A escolha de Nery foi motivada por seu perfil ambientalista e sua origem no interior do estado, área de forte atuação do agronegócio onde a esquerda tradicionalmente encontra resistência. A principal missão dada por Marina ao suplente é difundir a pauta ambiental entre os eleitores do interior paulista durante a campanha.
“Ela queria um jovem para dialogar com a juventude e que fosse do interior paulista”, afirmou Nery, que é o vereador mais votado de São Carlos nas últimas duas eleições. Ele complementou que sua atuação principal é o meio ambiente e a agroecologia, e que, apesar de ter 38 anos, se enquadra como jovem para o nível do Senado.
O parlamentar destacou que conhece bem a realidade da região central do estado, onde passou toda a vida. Para ele, a escolha reflete a sintonia com a trajetória política de Marina, marcada pela defesa ambiental.
Nos bastidores, a vaga de suplente é alvo de disputa porque, em caso de reeleição de Luiz Inácio Lula da Silva (PT), aliados apontam que Marina é cotada para reassumir um ministério, o que abriria espaço para o suplente assumir o mandato de oito anos no Senado. Esse cenário torna a suplência uma posição estratégica dentro da coligação.
A indicação de Nery, no entanto, gerou mal-estar entre os partidos que apoiam Haddad, especialmente o PDT. A legenda presidida por Carlos Lupi reivindica a suplência e alega ter um compromisso firmado diretamente com Lula para ocupar uma das vagas.
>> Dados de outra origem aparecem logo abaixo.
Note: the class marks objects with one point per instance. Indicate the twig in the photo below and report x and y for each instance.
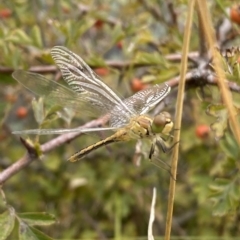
(152, 216)
(46, 147)
(179, 109)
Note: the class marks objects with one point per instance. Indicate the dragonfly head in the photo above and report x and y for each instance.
(163, 122)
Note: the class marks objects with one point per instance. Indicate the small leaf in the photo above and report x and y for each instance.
(36, 36)
(7, 223)
(40, 219)
(38, 110)
(220, 112)
(27, 233)
(19, 36)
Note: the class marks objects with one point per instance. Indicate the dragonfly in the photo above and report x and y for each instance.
(86, 93)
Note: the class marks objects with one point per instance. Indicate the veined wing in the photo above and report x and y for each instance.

O PDT indicou o sindicalista Antonio Neto para a suplência de Marina, mas não foi contemplado.
Para a suplência de Simone Tebet (PSB), a outra candidata ao Senado pela chapa, o PDT sugeriu o ex-prefeito de Araraquara Marcelo Barbieri, mas o posto deve ficar com o advogado Laio Morais (PT), ex-chefe de gabinete de Haddad no Ministério da Fazenda. Caso não consiga nenhuma suplência, o PDT ameaça lançar candidatura própria ao Senado em São Paulo, o que poderia rachar a coligação.
A situação expõe as negociações complexas entre os partidos da base de Lula no estado, que buscam equilibrar interesses regionais e nacionais. Enquanto isso, Djalma Nery se prepara para cumprir a missão recebida de Marina Silva: levar a agenda ambiental ao coração do agronegócio paulista.